In October 2014 she presented Spider House.[46] In 2015, she co-presented a 3-part BBC TV documentary with Neil Oliver entitled The Celts: Blood, Iron and Sacrifice[47] and wrote a book to tie in with the series: The Celts: Search for a Civilisation.[48] In April–May 2016 she co-presented the BBC Two programme Food Detectives which looked at food nutrition and its effects on the body. In August 2016, she presented the BBC Four documentary, Britain's Pompeii: A Village Lost in Time, which explored the Must Farm Bronze Age settlement in Cambridgeshire.[49] In May 2017, she was a presenter of the BBC Two documentary The Day The Dinosaurs Died.[50] In April 2018 she presented the six-part Channel 4 series Britain's Most Historic Towns,[51] which examines the history of British towns, which was followed by a second series in May 2019 and a third series in November 2020.

In September 2018 she presented the BBC Two documentary King Arthur's Britain: The Truth Unearthed, which examines new archaeological discoveries that cast light on the political and trading situation in Britain during the Early Middle Ages.[52] In December 2018, she presented a series of three Royal Institution Christmas Lectures, titled Who am I? and broadcast on BBC Four, with guest lecturer Aoife McLysaght.[26]

On 4 August 2020 Roberts was the guest on BBC Radio 4's The Life Scientific.[53]

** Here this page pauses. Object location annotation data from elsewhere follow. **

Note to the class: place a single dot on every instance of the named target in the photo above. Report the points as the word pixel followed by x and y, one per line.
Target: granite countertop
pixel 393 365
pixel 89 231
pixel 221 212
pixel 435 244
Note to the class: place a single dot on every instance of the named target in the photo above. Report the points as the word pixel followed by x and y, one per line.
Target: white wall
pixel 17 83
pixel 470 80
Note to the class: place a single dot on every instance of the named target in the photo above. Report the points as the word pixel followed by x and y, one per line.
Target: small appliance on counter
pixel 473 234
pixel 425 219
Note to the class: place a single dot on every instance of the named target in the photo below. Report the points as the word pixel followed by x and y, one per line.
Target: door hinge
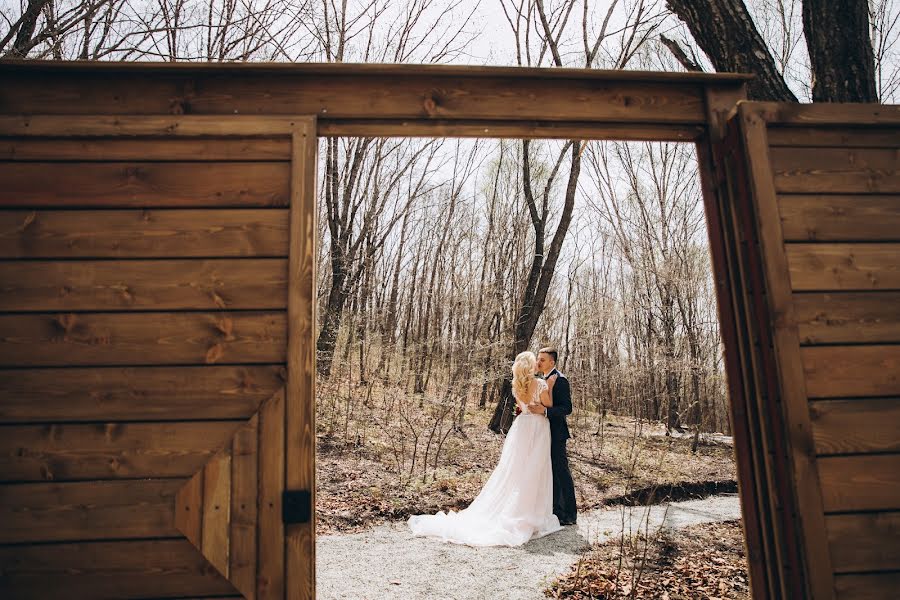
pixel 296 506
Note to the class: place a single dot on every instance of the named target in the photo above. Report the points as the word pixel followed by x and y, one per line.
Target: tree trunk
pixel 726 33
pixel 840 50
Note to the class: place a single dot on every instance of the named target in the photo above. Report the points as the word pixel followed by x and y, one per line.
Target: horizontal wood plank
pixel 146 184
pixel 834 137
pixel 142 338
pixel 848 317
pixel 839 218
pixel 851 371
pixel 145 149
pixel 144 284
pixel 180 233
pixel 864 542
pixel 580 95
pixel 110 450
pixel 860 482
pixel 844 266
pixel 867 586
pixel 136 393
pixel 90 510
pixel 836 170
pixel 91 570
pixel 855 426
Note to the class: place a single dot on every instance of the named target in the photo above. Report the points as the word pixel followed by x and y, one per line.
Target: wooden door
pixel 156 389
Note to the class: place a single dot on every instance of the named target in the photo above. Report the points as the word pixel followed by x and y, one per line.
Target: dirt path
pixel 388 562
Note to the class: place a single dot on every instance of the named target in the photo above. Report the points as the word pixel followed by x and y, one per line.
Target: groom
pixel 563 487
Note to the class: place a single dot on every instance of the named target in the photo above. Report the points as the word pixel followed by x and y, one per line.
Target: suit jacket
pixel 562 407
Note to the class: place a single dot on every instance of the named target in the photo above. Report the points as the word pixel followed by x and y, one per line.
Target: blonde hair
pixel 523 374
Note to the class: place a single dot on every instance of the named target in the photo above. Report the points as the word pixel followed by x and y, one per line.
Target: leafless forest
pixel 441 259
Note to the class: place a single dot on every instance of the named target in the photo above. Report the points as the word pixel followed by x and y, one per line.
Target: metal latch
pixel 296 506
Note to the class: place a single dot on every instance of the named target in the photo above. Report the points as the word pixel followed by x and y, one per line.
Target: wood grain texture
pixel 209 149
pixel 91 570
pixel 867 586
pixel 244 486
pixel 136 393
pixel 300 434
pixel 149 233
pixel 270 574
pixel 144 184
pixel 864 542
pixel 844 266
pixel 839 218
pixel 849 371
pixel 836 170
pixel 189 509
pixel 142 338
pixel 51 512
pixel 215 542
pixel 856 426
pixel 143 285
pixel 796 494
pixel 61 452
pixel 580 96
pixel 834 137
pixel 851 317
pixel 860 482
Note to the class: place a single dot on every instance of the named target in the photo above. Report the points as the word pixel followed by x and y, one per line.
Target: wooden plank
pixel 136 393
pixel 798 493
pixel 856 426
pixel 848 371
pixel 582 130
pixel 146 149
pixel 244 488
pixel 583 95
pixel 839 218
pixel 827 113
pixel 860 482
pixel 217 511
pixel 142 338
pixel 161 233
pixel 867 586
pixel 51 512
pixel 91 570
pixel 300 389
pixel 110 450
pixel 864 542
pixel 844 266
pixel 270 532
pixel 849 317
pixel 189 509
pixel 146 184
pixel 836 170
pixel 144 284
pixel 845 136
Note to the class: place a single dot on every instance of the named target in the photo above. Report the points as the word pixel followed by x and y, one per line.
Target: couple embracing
pixel 530 492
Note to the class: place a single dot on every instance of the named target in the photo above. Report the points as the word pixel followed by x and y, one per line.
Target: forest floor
pixel 679 550
pixel 359 484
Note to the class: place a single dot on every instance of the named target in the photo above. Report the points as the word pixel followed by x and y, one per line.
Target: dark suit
pixel 563 487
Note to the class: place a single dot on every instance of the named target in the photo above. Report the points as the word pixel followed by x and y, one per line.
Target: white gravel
pixel 388 562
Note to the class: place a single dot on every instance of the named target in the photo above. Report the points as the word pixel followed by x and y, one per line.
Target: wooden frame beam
pixel 386 100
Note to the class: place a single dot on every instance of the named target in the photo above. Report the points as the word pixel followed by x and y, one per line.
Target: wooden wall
pixel 835 179
pixel 143 290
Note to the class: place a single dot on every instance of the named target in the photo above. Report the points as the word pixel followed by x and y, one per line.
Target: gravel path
pixel 388 562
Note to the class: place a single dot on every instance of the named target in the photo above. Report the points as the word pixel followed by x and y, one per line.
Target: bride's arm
pixel 547 393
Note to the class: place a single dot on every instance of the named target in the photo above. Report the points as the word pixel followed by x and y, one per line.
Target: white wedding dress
pixel 516 503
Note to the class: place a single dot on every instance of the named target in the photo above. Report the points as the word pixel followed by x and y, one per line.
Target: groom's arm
pixel 562 399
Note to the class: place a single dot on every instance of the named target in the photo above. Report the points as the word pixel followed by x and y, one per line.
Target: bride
pixel 516 503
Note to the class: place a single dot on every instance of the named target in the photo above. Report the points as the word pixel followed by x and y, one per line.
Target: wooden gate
pixel 156 283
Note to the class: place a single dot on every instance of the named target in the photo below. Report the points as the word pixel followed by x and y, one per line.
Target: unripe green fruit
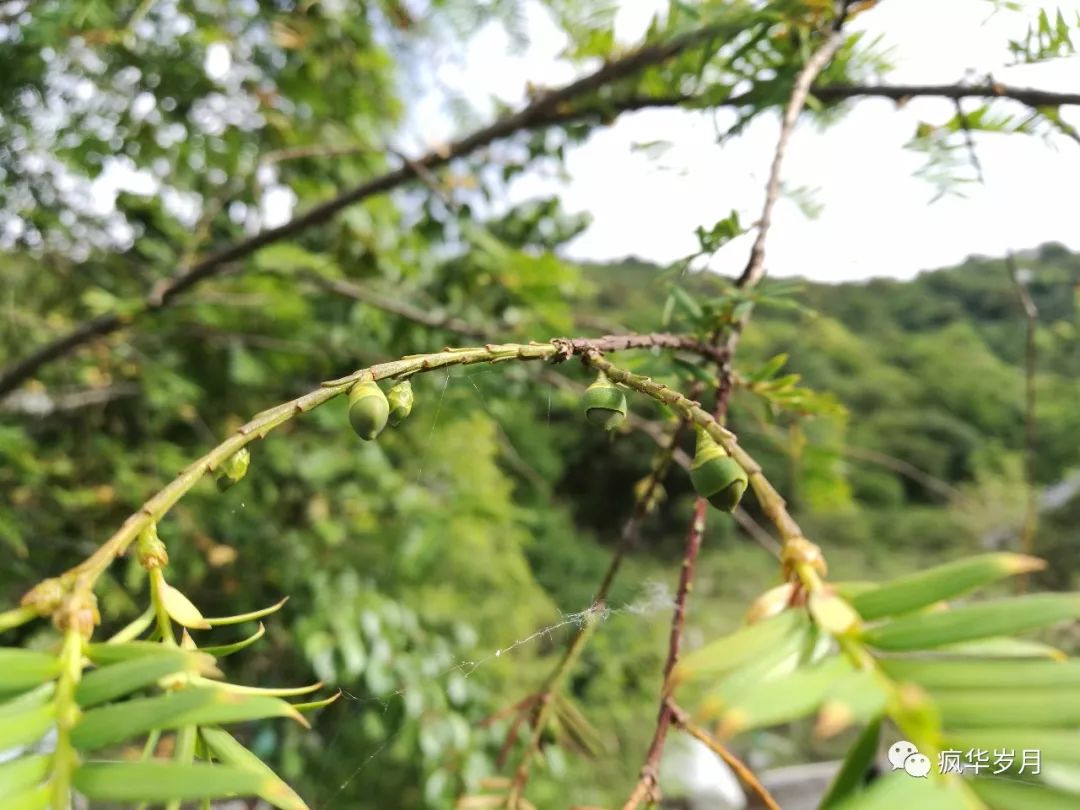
pixel 715 475
pixel 232 469
pixel 368 409
pixel 400 399
pixel 605 403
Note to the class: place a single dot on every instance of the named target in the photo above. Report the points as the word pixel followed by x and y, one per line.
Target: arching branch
pixel 545 109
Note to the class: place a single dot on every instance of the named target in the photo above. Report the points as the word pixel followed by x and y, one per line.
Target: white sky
pixel 876 220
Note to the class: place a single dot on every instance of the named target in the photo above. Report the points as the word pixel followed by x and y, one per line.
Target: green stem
pixel 184 753
pixel 85 575
pixel 65 758
pixel 164 621
pixel 17 617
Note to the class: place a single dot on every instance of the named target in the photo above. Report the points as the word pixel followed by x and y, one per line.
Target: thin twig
pixel 741 770
pixel 82 577
pixel 649 778
pixel 541 703
pixel 969 140
pixel 543 110
pixel 755 267
pixel 1030 361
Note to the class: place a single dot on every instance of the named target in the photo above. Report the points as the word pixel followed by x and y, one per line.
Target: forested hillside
pixel 910 451
pixel 328 480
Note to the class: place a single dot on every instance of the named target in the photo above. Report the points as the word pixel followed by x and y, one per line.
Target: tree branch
pixel 542 111
pixel 541 703
pixel 745 774
pixel 83 576
pixel 755 267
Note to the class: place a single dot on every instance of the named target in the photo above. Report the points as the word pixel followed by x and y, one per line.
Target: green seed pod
pixel 368 409
pixel 401 402
pixel 232 469
pixel 149 550
pixel 605 403
pixel 715 475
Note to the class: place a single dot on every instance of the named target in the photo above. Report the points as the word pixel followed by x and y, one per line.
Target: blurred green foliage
pixel 434 575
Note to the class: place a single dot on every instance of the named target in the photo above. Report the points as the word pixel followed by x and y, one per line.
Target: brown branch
pixel 755 267
pixel 744 773
pixel 542 111
pixel 541 703
pixel 1030 359
pixel 647 783
pixel 899 93
pixel 312 150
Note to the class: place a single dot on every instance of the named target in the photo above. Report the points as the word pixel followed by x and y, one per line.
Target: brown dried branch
pixel 542 111
pixel 739 768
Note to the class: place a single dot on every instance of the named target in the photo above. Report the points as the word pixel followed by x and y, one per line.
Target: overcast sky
pixel 876 218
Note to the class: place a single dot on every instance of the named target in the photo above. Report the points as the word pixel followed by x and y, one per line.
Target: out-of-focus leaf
pixel 1057 745
pixel 161 781
pixel 113 724
pixel 972 674
pixel 851 778
pixel 1012 794
pixel 729 652
pixel 25 669
pixel 1021 706
pixel 228 649
pixel 23 773
pixel 982 620
pixel 780 700
pixel 240 618
pixel 35 798
pixel 899 790
pixel 25 726
pixel 940 583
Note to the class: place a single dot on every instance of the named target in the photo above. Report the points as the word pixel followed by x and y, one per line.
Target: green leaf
pixel 23 772
pixel 731 651
pixel 228 649
pixel 109 683
pixel 116 723
pixel 229 751
pixel 192 706
pixel 852 699
pixel 36 798
pixel 161 781
pixel 971 674
pixel 899 791
pixel 25 726
pixel 107 653
pixel 239 618
pixel 34 698
pixel 25 669
pixel 850 779
pixel 775 701
pixel 981 620
pixel 940 583
pixel 1003 648
pixel 312 705
pixel 1011 794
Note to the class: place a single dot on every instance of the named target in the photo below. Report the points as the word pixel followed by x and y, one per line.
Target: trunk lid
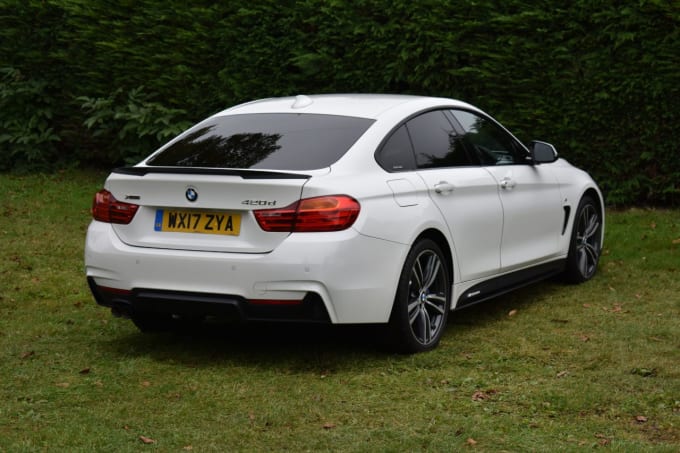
pixel 202 209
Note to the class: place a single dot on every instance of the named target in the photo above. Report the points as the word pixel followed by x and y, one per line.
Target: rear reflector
pixel 329 213
pixel 120 292
pixel 278 302
pixel 106 208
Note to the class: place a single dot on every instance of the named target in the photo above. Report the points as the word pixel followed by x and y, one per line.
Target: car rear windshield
pixel 272 141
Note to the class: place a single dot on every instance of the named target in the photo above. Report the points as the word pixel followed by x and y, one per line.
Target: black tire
pixel 586 242
pixel 421 306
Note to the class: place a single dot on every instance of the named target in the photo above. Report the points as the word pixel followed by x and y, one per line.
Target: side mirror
pixel 542 152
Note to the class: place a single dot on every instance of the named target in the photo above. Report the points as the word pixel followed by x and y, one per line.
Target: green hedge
pixel 101 83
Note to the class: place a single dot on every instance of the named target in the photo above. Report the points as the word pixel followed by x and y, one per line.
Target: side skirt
pixel 509 282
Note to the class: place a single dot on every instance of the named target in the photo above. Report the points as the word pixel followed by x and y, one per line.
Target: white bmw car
pixel 342 209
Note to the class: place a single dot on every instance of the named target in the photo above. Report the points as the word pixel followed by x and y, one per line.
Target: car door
pixel 530 194
pixel 465 193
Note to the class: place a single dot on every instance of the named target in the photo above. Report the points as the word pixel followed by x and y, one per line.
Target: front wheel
pixel 586 242
pixel 421 305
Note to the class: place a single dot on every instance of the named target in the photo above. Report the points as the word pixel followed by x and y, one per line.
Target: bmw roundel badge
pixel 191 194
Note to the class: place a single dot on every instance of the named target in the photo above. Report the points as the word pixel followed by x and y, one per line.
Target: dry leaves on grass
pixel 147 440
pixel 481 396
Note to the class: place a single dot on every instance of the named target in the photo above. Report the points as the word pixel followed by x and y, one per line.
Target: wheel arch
pixel 438 237
pixel 597 197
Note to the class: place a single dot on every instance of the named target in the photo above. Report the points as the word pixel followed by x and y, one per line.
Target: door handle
pixel 443 187
pixel 507 183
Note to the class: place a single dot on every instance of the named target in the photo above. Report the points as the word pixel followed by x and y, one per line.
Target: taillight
pixel 330 213
pixel 106 208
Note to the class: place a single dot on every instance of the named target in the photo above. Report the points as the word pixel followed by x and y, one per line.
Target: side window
pixel 397 152
pixel 435 142
pixel 490 142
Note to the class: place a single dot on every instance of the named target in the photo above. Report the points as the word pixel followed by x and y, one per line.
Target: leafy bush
pixel 131 125
pixel 27 137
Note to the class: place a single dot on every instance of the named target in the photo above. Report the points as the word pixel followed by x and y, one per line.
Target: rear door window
pixel 272 141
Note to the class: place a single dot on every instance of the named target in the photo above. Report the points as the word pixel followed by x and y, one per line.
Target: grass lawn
pixel 551 367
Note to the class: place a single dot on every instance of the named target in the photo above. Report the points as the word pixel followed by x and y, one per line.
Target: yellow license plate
pixel 182 221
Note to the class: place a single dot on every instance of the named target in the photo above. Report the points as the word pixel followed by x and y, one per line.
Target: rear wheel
pixel 421 305
pixel 586 242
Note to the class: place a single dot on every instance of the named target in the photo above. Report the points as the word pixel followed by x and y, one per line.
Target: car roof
pixel 357 105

In February 2021 Roberts will present a one-hour BBC Two documentary entitled Stonehenge: The Lost Circle Revealed, she follows a decade-long historical quest to fill in a 400-year gap in our knowledge of the famous bluestones of Stonehenge.[54]

Awards and honours

In 2011 Roberts was elected an honorary fellow of the British Science Association,[21] and a fellow of the Royal Society of Biology.[55]

In 2014 Roberts was selected by the Science Council as one of their leading UK practising scientists exemplars.[56] During 2014 she was President of The Association for Science Education,[56] and presented the Morgan-Botti lecture.[57]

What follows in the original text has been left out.